Question

A uniform solid cone of mass m, base radius 'R' and height 2R, has a smooth groove along its slant height as shown in figure. The cone is rotating with angular speed '$\omega$', about the axis of symmetry. If a particle of mass 'm' is released from apex of cone, to slide along the groove, then angular speed of cone when particle reaches to the base of cone is _______.

Answer 1

Moment of inertia of cone about the axis shown in figure is $=\frac{3}{10}m{R}^2$

Hence, R=radius of cone

m=mass of cone

When the particle is at apex it has no moment of inertia about axis of rotation .

When the particle is at the base of cone it has a moment of inertia which is equal to $m/s^2$.

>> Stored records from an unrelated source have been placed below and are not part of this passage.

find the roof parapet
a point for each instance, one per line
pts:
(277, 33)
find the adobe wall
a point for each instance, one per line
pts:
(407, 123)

So, initially the moment of inertia of system is

$I_i=\frac{3}{10}m{R}^2+0$

$=\frac{3}{10}m{R}^2$

Finally the moment of inertia of the system

$I_f=\frac{3}{10}m{R}^2+m{R}^2$

$=\frac{13}{10}m{R}^2$

So according to conservation of angular momentum

$I_i\omega =I_f{\omega }^{\prime }$

$⟹{\omega }^{\prime }=\frac{I_i^{\prime }}{I_f}\omega$

${\omega }^{\prime }=\frac{\left(\frac{3}{10}\right)m{R}^2}{\left(\frac{13}{10}\right)m{R}^2}\omega$

$⟹{\omega }^{\prime }=\frac{3{\omega }^{\prime }}{13}$